Tokoh muslim sekaligus budayawan asal Mesir yang perlu dikaji pemikirannya adalah Abbas Mahmud al-Aqqad. Beliau adalah pemikir yang produktif dalam menghasilkan karya, misalnya dalam bidang sastra dan beberapa cabang ilmu lainnya.

Salah satu buku karangan beliau yang kemudian menjadi rujukan pembuatan makalah oleh saudara Wahyudi Maulana Hilmy adalah At-Tafkir Faridhah Islamiyah. Buku ini mencakup duabelas pembahasan mengenai urgensi dan istimewanya akal dalam Islam.

Dimulai dari pemahaman bahwa penggunakan akal untuk berpikir dalam Islam bukan hanya anjuran, tapi keharusan.
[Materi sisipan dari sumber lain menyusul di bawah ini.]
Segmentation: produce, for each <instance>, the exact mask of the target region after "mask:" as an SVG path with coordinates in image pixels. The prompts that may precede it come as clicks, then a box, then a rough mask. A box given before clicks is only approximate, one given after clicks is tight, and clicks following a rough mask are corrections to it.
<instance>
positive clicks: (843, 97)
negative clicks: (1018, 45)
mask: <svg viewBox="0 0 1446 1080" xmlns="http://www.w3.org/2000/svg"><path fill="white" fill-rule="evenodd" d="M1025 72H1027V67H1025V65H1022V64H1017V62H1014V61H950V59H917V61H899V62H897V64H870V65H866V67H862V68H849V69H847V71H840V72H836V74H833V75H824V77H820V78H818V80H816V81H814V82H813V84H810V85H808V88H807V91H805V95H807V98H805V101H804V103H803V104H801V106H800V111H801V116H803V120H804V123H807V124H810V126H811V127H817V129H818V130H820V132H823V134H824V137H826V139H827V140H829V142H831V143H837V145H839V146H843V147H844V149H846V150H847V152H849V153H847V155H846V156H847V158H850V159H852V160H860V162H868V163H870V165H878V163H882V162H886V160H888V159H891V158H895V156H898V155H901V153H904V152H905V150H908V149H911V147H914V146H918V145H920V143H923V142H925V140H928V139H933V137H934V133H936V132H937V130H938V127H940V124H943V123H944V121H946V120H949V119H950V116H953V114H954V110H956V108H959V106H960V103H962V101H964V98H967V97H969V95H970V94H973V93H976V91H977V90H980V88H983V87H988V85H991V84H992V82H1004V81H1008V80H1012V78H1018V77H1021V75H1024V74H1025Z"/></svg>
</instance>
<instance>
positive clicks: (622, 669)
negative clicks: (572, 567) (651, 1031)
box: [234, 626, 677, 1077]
Hal tersebut dikarenakan akal adalah anugerah yang mulia dari Allah swt., sedangkan jika manusia tidak menggunakan akalnya secara proporsional, maka bisa dibilang ia tidak bersyukur terhadap nikmat akal tersebut.

Keharusan berpikir ini juga sering dilontarkan oleh banyak ayat dalam Alquran, dan biasanya akan dikaitkan dengan sesuatu yang baik; tentang penciptaan manusia, tentang agungnya  langit beserta isinya, dan lain-lain. Cukuplah redaksi, “maka apakah kamu tidak berpikir?” yang sering ditemukan dalam beberapa ayat Alquran, menjadi bukti yang jelas betapa Islam menjunjung tinggi penggunaan akal untuk berpikir.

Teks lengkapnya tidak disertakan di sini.